But What Does the Fool Say?

Erasmus, Adagia I.i.98:

“‘The fool says foolish things.”

Euripides, in his Bacchae, writes Μῶρα γὰρ μῶρος λέγει, that is the speech of the fool is foolish* [lit: for the fool says foolish things]. With just as many words, our prophet Esaias has produced the same sentiment. Seneca, in his letters to Lucilius, says that this became a proverb among the Greeks: ‘People’s speech was just as their life.’ It is not sufficiently clear of what sort this was, unless because a certain poem of this sort survives, celebrated by the Greeks:

Ἀνδρὸς χαρακτὴρ ἐκ λόγου γνωρίζεται,

that is,

a person’s character is revealed by their speech.

Democritus the philosopher (quoted in Diogenes Laertius) used to say that speech was εἴδωλον τοῦ βίου , that is, a miniature portrait of life, and was just like a certain shadow. Nothing more true than this could be said, because in no mirror is the figure of the body reflected better or more brightly refulgent than the image of the heart is represented in speech. Humans are distinguished by their speech not otherwise than bronze vessels are distinguished by the sound of their ring.”

*Note: The first rendering in Italics is the translation of Erasmus’ Latin translation of the Greek, and not a translation of the Greek itself; this is provided in the following brackets.
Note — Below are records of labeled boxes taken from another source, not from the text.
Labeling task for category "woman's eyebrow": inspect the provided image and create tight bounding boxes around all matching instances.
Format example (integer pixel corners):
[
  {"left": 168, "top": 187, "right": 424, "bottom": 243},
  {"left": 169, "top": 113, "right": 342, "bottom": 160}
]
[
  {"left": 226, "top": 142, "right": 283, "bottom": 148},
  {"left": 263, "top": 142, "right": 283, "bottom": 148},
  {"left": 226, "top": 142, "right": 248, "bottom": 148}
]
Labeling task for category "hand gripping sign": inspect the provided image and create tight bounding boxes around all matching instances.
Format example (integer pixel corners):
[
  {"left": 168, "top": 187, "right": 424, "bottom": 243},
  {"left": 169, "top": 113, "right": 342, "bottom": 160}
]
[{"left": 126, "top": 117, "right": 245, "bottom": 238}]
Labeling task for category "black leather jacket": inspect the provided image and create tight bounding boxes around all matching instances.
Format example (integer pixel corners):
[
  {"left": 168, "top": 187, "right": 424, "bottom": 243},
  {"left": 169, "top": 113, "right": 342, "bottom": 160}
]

Stultus stulta loquitur. xcviii

Euripides in Bacchis, Μῶρα γὰρ μῶρος λέγει, id est Nam stulta stulti oratio est. Totidem verbis propheta noster Esaias eam sententiam extulit. Seneca ad Lucilium Apud Graecos, inquit, in proverbium cessit : Talis hominibus fuit oratio, qualis vita. Hoc cujusmodi fuerit parum liquet, nisi quod tale quoddam carmen extat, Graecis celebratum :

Ἀνδρὸς χαρακτὴρ ἐκ λόγου γνωρίζεται,

id est
Hominis figura oratione agnoscitur.

Democritus philosophus apud Laertium orationem εἴδωλον τοῦ βίου, id est vitae simulachrum, quandamque velut umbram esse dicebat. Qua quidem sententia nihil dici poterat verius. Nam nullo in speculo melius, expressiusque relucet figura corporis, quam in oratione pectoris imago repraesentatur. Neque secius homines ex sermone quam aerea vasa tinnitu dignoscuntur.